Women in India are confronted with many obstacles both outside and inside the workplace. They face the perils of gender discrimination, limited professional opportunities, and sexual harassment. Last fall, during an inaugural speech at its GROW Leadership Summit, Arun Kumar Jain, Managing Director of Fluor India and member of Catalyst’s India Advisory Board, addressed issues that women face in the workplace today and highlighted a new initiative that’s centered on the importance of attracting, developing, and retaining female talent within organizations. He talked of ways that organizations can #DisruptTheDefault and advance more women, and also shared stories of women who are already rocking the aerospace fields. Check out excerpts from Jain’s speech below!
On the importance of having women in leadership positions:
“We live in an era where change doesn’t knock on our doors before barging in. Given that organizations are constantly besieged by new competitors, changing regulations, and other environmental factors not within their control, the ability to accurately anticipate the future and innovate becomes a vital competency for leaders. The increasing complexity and pace of project execution also now places a premium on improvisation, innovation, quiet efficiency, and cost-effective solutions. In this context, London Business School’s research unequivocally indicates that equal gender representation can help increase and unlock the innovative potential of teams. Empirical studies also clearly reiterate that companies with more women in decision-making positions tend to perform better in terms of financial results.”
On ways that organizations can attract and retain talent:
“The first is by expanding the canvas on which one can showcase one’s talent. Through design and persuasion we’ve moved several mid-career women and men into new functions, departments, and roles very unrelated to their hitherto normal work. Examples are women and men moving into new roles in project controls, estimating, project business services, procurement, contracting, quality assurance, project engineering and management, PDDM, and Finance from functions as diverse as engineering, project administration, IT, and office services.
“The second is to open more opportunities for mid-career women and men. We now track the number of women being sent for overseas assignments and ensure that we send increasingly larger numbers of women in every new tranche of assignees. Also, for every high-visibility event, without exception, we appoint women and men co-champions, alternating between the two. This ensures that both get an equal chance to display their talent in front of decision makers.”
On the strides that Indian women have made in the male-dominated field of science:
“India is fast developing missile capability. You’d be glad to know that Dr. Tessy Thomas, a woman scientist from India’s Defence Research and Development Organisation, was the project director for the 5,000 km range Agni-V missile. This potent long-range nuclear-capable inter-continental ballistic missile was successfully tested in 2012. Tessy is believed to be one of the very few women working on strategic nuclear ballistic missiles in the world. Do you what they call her? Agniputri, or, the one born of fire.

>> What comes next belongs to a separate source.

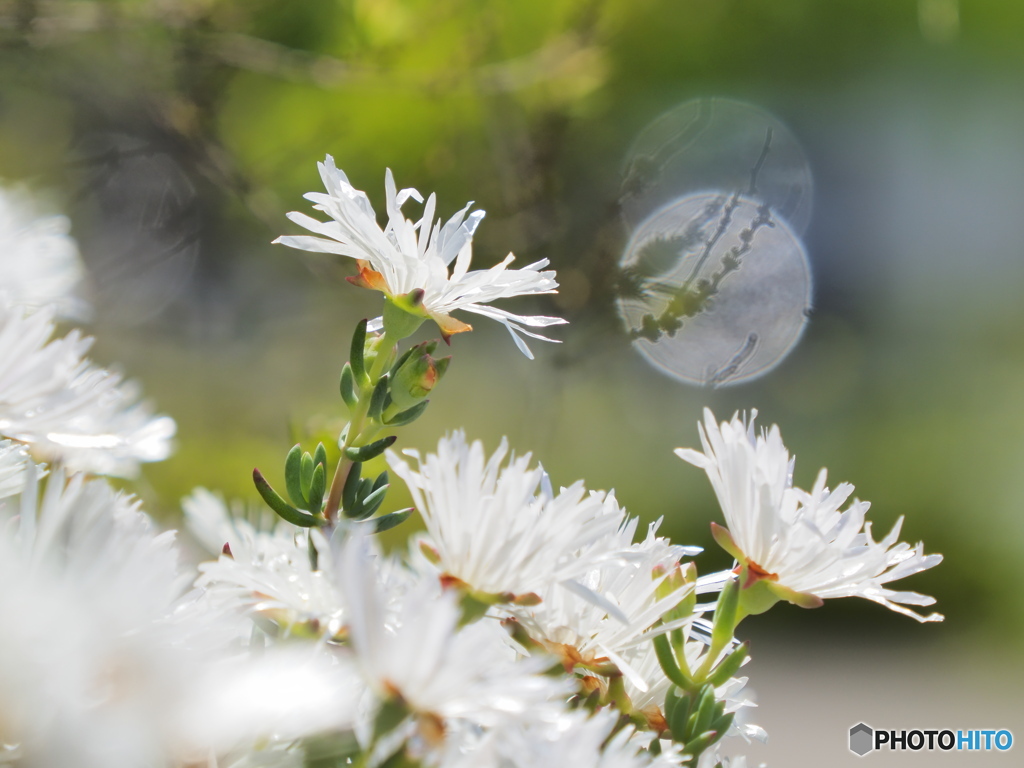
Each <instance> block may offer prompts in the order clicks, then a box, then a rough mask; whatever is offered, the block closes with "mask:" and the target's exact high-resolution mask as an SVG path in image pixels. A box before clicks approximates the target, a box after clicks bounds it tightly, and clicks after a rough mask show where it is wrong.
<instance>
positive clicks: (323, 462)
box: [313, 442, 327, 472]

“The entire country is today celebrating the success of India’s maiden Mars mission. The cost of the Mangalyaan mission to Mars is only Rs 450 crore, or Rs 7 (12c) per kilometer, less than the cost of a city taxi! Whenever one thinks of space, images of Vikram Sarabhai, Homi Bhabha, or Satish Dhawan come up—serious men in suits. One does not conceive of women in brightly coloured silk saris with gold borders, pottus on their forehead, and gajras in their hair until… until we saw images of the Indian women scientists running the Mars mission splashed on the front pages of newspapers. According to reports, 20% of ISRO’s workforce is women and 50% of them are engineers. Perhaps this is one key reason why the program has proved to be so efficient.
“The GSAT-12 communication satellite’s project director, mission director, and operations director were all women. What started as a trickle with Anna Mani, the female scientist who worked with C.V. Raman—Nobel laureate from India—has now become a torrent with women leading entire space missions. The glass ceiling has been broken, but without any sound and without any fanfare.
“They say that men are from Mars and women from Venus. ISRO’s women scientists have turned this wisdom on its head!”